Q&A: What lies behind UK rail fares?

Inspector checking tickets
It is not true that European rail travel is much better than in Britain

The cost of rail travel in the UK has come in for new criticism after a passenger watchdog report found fares were on average 50% higher in Britain than on the continent.

The Passenger Focus report showed some fares cost nearly 90% more than comparable journeys in the next most expensive European country.

BBC travel correspondent Tom Symonds explains why.


The main reason is that our railways are older and need more investment. Some of this has already been spent - the modernisation of the West Coast Main Line cost 9bn. The government has also announced it is buying 7.5bn worth of new inter-city trains, named the Super Express.

But the real difference is the split between taxpayers contributing to the cost and fare-payers.
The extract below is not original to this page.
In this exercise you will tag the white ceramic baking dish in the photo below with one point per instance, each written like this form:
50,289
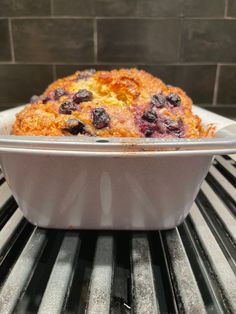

There is a policy of increasing the amount fare-payers pay, and as a result government-controlled prices go up by 1% above inflation every year.


This is largely a by-product of privatisation. The private rail companies are now able to market cheap deals to try to fill up their emptier trains. The reverse is also true. With record numbers using trains, higher prices are used to persuade people to travel when it is quieter.

The result is a complicated system of fares and restrictions on when tickets can be used. This means it can cost as little as 15 to get from London to Manchester, or as much as 193 for a single.


There is a perception that rail companies - and bosses - are making big profits while passengers pay more and more. Is that right?

It can be difficult to tell because most train operations are run by bigger groups which also run bus services here and abroad. But they do make sizeable profits, FirstGroup, one of the main transport companies, made 580m last year, National Express brought in 113m.

But the economic downturn will reduce those profits, and as rail franchises are renewed, the government is increasingly requiring extra money taken in fares is passed on in bigger payments for the right to run the franchises themselves - this may go into new train carriages for example.

Train companies also pay Network Rail for access to the tracks - cash which is spent on tracks and stations. Network Rail makes no profits. The funding of the railways is complicated, but it is fair to say that much of the cash taken in fares ends up being spent on improving the service.


The government says it cannot lower prices (by increasing subsidies) because it would mean diverting money away from vital investment. And it argues that we need to continue investing in railways, but that it should not just be down to the taxpayer to do this, the investment needs to come from fares.

Realistically, there are so many calls on the public purse at the moment, the funding mix is not going to change.

Passengers are, however, benefiting from improved services. Punctuality is now good on average at around 93% of trains running on time. And the big investment in the West Coast Main Line has resulted in faster and more frequent trains. The order for new intercity carriages will improve East Coast and Great Western services in future, though their tracks also need work.

But there is still a problem with overcrowding and many passengers on busy commuter lines cannot expect much relief from that any time soon.


The emphasis at the moment is on making better use of what we have got - removing bottlenecks in the track network to allow more services to run. After all, most tracks are at full capacity - their signalling systems cannot take any more trains.

There is an order for 1,400 new commuter train carriages but they will not arrive until 2014. The government has just announced it wants to build a new high-speed rail line from London to Scotland, but that is probably a decade away.

Overcrowding remains the biggest problem facing the railways, though in the short term, the recession will relieve the problem as passenger numbers ease off.


No. It is true that there are some fantastic high-speed rail systems on the Continent. France, Germany and Spain have invested more in these than Britain has. We currently boast just one high-speed line, and for the moment it only takes Eurostar trains (the high speed domestic service to St Pancras starts in December).

But commuter trains abroad are often far older than ours. And we have the most frequent train services in Europe. This is important for a geographically small and crowded country, and given that our cities are closer together than those in France, for example, frequency rather than speed may be the most important goal.